The coverage of Cannes is simply magnifique. The official site, first of all, is like a new world all on it’s own – a new world I want to discover over and over again. If only I had the time. I’ve watched hours of footage now. Interviews, photo calls, arrivals on the red carpet, film discussions, reactions inside the theaters, press conferences. I mean, this is like gold dust. I even wondered on a few occasions if those lucky bastards that are actually there, in France, are getting to see this kind of coverage. Sure, they are right there, in the sun, with these film-makers a stone throw away, and actually getting to see these movies in the theaters.They win. As well as the many great people that cover film so religiously that I will not name all here, I would implore you to check out Sasha Stone’s Cannes diaries at Awards Daily. Not just this year, but previous ventures too.
So before I lay out my humble predictions for the main prizes later today, let me remind you how I struggle to foresee taking an umbrella outside with me during a rain storm. Nor am I choosing winners, but rather through some ideas out there. And I also want to state I have not see any of these movies, having not ventured to the South Of France forth festival. As always, maybe next year.
Like many films in Cannes, including previous Palme d’Or winners, Jacques Audiard’s Dheepan is a real dark horse here. Audiard has been in this boat before, winning the Screenplay prize for A Self Made Hero, and was in competition again with Rust and Bone. On the back of that, and last year’s Two Days, One Night, Marion Cotillard also returns to Cannes this year as a voice star of The Little Prince, and Lady Macbeth herself in Justin Kurzel’s take on the Shakespeare play. I hear plenty of murmors of “are the jury going to go for this?” (like The Assassin) and the reactions to the film winning a big prize are varied – even if Macbeth has been received with great reviews. The French actress must be still fresh in people’s minds, and Cotillard is a strong contender for Best Actress.

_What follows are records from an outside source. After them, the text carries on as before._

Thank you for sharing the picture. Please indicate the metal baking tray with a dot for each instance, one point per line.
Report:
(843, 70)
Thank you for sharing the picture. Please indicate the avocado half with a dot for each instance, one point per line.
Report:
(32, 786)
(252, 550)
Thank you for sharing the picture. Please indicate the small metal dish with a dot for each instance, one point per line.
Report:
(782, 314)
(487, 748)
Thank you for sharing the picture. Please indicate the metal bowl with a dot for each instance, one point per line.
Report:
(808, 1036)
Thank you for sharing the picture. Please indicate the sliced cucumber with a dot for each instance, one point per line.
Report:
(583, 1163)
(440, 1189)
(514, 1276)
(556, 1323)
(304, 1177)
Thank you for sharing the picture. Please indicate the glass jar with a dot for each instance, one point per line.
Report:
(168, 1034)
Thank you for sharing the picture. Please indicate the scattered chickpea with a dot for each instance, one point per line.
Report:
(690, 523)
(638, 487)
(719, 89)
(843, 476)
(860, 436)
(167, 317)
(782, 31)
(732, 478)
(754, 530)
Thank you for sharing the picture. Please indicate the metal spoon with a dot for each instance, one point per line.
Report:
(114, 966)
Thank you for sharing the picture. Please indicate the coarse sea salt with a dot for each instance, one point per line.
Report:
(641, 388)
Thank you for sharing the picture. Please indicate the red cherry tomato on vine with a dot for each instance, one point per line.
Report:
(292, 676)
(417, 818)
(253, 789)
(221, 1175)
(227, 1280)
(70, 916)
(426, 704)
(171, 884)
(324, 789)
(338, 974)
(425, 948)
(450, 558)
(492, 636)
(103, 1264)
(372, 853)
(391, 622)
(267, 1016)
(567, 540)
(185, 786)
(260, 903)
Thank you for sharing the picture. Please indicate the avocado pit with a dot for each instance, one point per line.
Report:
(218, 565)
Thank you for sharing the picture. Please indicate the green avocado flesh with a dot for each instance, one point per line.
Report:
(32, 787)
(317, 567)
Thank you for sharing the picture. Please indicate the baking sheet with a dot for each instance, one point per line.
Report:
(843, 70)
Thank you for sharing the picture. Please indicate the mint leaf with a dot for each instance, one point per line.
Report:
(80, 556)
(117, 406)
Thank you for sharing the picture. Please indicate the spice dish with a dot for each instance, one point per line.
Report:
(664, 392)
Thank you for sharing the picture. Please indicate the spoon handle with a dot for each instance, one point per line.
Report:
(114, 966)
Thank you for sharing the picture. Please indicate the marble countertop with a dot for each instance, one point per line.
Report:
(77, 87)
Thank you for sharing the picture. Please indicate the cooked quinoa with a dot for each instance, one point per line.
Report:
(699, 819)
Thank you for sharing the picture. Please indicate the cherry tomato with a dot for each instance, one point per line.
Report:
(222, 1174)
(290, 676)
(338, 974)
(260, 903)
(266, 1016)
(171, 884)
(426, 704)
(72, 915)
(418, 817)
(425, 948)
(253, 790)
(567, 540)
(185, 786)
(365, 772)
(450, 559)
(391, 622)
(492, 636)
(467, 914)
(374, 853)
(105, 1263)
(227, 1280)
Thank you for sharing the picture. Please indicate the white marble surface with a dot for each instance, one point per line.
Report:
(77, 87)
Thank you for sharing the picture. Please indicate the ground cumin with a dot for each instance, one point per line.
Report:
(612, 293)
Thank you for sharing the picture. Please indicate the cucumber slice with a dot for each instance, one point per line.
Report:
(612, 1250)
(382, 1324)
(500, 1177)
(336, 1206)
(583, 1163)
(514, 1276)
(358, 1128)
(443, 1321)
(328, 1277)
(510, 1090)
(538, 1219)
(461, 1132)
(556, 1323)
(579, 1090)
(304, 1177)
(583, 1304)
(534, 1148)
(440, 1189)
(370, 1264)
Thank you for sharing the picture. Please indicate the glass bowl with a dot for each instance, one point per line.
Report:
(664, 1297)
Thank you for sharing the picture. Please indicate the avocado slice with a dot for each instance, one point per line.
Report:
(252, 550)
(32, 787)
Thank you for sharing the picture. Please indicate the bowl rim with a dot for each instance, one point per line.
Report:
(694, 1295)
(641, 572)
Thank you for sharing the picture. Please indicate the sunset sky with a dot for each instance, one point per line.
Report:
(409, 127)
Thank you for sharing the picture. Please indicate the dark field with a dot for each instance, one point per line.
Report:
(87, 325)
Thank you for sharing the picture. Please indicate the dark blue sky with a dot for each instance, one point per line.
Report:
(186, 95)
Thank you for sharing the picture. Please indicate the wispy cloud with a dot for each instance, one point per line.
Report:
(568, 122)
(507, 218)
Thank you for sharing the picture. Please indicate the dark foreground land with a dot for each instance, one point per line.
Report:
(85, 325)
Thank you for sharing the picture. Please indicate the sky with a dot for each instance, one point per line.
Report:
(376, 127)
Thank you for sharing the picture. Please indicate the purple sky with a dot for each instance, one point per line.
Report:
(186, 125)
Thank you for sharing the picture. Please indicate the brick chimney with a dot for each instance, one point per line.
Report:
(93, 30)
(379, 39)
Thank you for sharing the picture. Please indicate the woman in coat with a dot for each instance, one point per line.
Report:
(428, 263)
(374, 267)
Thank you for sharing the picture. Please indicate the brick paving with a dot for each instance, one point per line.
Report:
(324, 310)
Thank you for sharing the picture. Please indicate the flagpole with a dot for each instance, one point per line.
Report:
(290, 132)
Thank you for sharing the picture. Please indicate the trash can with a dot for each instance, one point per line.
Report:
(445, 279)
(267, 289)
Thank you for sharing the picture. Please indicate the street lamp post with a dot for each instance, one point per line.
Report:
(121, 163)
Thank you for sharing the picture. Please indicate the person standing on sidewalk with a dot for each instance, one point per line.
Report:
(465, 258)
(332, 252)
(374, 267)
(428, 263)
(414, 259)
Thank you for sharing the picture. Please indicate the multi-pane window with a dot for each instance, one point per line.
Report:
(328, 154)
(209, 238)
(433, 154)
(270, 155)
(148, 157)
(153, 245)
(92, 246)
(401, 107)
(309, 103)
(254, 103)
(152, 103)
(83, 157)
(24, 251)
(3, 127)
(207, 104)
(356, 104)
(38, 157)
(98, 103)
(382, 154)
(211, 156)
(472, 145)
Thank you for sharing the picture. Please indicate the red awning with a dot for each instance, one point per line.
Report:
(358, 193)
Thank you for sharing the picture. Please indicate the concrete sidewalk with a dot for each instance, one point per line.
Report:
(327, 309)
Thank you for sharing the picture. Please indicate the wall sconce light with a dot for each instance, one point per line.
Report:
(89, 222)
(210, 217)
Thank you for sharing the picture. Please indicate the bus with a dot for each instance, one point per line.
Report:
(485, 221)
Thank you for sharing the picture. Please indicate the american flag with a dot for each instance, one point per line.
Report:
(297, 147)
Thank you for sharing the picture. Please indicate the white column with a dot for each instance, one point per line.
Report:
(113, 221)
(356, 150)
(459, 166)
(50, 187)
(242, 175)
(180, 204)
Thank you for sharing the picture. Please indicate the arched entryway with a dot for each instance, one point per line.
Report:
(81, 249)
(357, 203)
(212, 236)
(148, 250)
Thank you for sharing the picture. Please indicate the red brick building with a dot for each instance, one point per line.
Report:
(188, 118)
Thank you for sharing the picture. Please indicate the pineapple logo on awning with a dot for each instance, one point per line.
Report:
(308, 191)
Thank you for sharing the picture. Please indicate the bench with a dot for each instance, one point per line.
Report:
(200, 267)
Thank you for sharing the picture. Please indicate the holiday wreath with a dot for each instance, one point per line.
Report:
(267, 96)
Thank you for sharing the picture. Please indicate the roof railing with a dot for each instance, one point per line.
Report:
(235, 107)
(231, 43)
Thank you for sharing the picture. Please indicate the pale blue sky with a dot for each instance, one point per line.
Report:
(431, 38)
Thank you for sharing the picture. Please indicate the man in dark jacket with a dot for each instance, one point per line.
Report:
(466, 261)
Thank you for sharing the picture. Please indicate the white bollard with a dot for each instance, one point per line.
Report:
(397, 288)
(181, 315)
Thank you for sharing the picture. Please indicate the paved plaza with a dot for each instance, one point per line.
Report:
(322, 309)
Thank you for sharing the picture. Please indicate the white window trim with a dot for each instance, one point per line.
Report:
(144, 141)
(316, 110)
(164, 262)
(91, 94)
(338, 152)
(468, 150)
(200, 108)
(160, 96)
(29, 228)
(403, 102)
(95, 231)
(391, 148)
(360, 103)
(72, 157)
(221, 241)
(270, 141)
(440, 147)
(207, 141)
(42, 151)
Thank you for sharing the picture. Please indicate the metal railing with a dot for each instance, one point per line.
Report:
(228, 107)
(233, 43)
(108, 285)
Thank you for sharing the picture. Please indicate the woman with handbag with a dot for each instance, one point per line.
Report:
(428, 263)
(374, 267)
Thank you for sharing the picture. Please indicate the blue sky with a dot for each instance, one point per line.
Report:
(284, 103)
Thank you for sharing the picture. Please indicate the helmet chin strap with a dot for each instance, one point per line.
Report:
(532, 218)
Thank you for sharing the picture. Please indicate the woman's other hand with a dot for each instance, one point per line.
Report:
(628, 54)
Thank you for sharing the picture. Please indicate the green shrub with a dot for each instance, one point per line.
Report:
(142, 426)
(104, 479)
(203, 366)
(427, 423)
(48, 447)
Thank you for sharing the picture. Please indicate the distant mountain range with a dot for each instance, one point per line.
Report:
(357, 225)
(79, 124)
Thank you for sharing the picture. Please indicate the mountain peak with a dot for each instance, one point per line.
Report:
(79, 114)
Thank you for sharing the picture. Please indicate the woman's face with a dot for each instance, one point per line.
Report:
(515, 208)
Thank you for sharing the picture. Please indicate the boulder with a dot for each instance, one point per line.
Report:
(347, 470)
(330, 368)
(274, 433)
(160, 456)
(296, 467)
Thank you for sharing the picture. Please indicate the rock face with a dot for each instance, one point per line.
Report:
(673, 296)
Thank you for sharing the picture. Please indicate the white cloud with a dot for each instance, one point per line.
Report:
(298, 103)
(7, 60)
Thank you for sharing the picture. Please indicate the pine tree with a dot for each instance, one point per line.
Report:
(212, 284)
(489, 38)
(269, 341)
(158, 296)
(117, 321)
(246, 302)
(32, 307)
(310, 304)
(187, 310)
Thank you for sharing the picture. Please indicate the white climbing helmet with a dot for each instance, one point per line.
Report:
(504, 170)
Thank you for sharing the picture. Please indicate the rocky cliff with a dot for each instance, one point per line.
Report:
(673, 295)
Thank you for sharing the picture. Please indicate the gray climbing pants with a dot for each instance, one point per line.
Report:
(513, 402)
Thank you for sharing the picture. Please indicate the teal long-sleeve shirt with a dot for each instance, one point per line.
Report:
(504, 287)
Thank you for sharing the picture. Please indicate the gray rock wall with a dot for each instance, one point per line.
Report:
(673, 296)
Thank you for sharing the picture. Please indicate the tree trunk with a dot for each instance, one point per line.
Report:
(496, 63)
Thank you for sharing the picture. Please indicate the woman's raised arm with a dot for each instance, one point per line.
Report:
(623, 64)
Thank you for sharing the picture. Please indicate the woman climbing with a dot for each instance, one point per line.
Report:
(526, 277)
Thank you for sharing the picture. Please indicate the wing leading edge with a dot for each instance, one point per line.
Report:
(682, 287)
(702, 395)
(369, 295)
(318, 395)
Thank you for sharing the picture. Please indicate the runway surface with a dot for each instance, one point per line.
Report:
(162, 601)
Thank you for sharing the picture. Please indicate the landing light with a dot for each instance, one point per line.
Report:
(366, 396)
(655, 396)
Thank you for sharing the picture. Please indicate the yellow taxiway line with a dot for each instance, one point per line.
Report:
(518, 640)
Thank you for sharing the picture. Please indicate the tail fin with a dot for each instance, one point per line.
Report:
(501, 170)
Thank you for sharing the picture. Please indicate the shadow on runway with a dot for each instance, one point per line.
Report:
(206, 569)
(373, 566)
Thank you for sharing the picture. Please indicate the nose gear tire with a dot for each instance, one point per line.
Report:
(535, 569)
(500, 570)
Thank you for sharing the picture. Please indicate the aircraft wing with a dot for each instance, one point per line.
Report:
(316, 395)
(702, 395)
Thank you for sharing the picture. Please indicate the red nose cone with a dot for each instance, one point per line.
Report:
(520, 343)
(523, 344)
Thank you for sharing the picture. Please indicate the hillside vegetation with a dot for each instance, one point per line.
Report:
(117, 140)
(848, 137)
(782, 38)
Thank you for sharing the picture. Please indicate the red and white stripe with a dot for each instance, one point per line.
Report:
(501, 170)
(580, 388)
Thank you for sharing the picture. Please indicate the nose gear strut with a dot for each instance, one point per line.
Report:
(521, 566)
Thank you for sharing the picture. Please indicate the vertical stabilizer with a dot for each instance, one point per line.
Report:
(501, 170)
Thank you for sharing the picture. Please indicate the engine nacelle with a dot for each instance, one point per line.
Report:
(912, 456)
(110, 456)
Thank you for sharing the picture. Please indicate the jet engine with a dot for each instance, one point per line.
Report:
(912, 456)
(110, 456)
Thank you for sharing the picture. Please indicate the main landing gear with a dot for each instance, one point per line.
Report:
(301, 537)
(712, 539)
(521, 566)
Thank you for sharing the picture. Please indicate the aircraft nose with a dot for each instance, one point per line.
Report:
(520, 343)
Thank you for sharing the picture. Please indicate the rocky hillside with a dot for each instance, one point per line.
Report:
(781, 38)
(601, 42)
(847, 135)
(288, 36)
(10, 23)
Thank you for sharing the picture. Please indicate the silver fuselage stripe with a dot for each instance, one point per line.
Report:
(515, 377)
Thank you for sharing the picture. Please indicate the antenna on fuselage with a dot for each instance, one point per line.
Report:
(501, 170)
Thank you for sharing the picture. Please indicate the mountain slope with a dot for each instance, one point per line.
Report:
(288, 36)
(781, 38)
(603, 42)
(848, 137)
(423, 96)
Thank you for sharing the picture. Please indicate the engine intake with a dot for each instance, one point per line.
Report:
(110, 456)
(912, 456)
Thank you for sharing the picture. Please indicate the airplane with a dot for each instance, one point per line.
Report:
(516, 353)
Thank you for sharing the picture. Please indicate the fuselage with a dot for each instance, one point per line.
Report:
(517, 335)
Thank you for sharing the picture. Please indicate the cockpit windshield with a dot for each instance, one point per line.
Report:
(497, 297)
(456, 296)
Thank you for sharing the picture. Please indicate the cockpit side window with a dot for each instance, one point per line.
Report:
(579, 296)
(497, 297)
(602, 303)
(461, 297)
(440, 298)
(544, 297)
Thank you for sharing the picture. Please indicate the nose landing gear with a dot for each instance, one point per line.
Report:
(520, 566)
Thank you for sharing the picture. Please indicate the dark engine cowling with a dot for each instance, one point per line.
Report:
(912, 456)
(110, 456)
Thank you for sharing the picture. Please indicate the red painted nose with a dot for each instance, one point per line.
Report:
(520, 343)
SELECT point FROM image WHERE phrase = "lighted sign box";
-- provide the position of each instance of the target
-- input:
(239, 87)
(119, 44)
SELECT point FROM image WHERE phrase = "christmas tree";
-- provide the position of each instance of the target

There is of course competition. Carol, the new film by Todd Haynes, has two: Cate Blanchet and Rooney Mara. I’m going to ignore the notion that the subject matter may hinder voters because I am naive enough to think we are beyond that now. Isabelle Huppert is in two of the In Competition movies with Louder Than Bombs and Valley of Love. I think havig won twice as Actress twice before she is an outsider, but if she triumpthed it would likely be for Valley of Love. The favorite for me though is Zhao Tao in Mountains May Depart, muse and wife to director Jia Zhangke.
Boos and walk-outs aside, I would look out for Anais Demoustier to spoil the party for her role in incest love story Marguerite et Julien. Directed by a woman, the screenplay also has a history going back over thirty years and a certain François Truffaut. Perfect for the occasion? Well, the reactions to a Palme d’Or win here would be fascinating. Tale of Tales would also be an out-there choice, though critics have been kinder to that one. Not so much with the likes of Louder Than Bombs (Joachim Trier’s grandfather has Cannes history), Mon roi, and Gus Van Sant’s The Sea of Trees. I have personally not heard a lot of buzz about Our Little Sister. Are they out of the running then? You never know.
Recent buzz has been about Tim Roth in Chronic, mutters of Best Actor under the direction of Michel Franco – who as Un Certain Regard president a few years earlier helped honor him with the prize for After Lucia. Would be a sentimental choice. As would Michael Caine (or Harvey Keitel for that matter) for Paolo Sorrentino’s very well received Youth. At 82, the Brit has been in the business for decades and I see nobody on the planet not applading that victory. Sorrentino’s films also have a respected and hefty Cannes history, so the Best Actor prize could carry some weight here. Personally, we might see Vincent Lindon take this prize for The Measure of a Man. Just a hunch.
Also well liked, Mia madre and Son of Saul have already picked up prizes, which does, believe it or not, put them in good running for the top prizes. If not, then Best Director wins may fall here. Previous prize-fighter at Cannes, Denis Villeneuve (Polytechnique, you may know him for Prisoners and Enemy) is one of the most talked-about directors in Cannes this year for Sicario. The superb cast of Benecio Del Toro, Emily Blunt, and Josh Brolin can’t hurt his chances. Don’t rule out The Lobster‘s Yorgos Lanthimos from Greece either – though I suspect Best Screenplay may be a good shout here.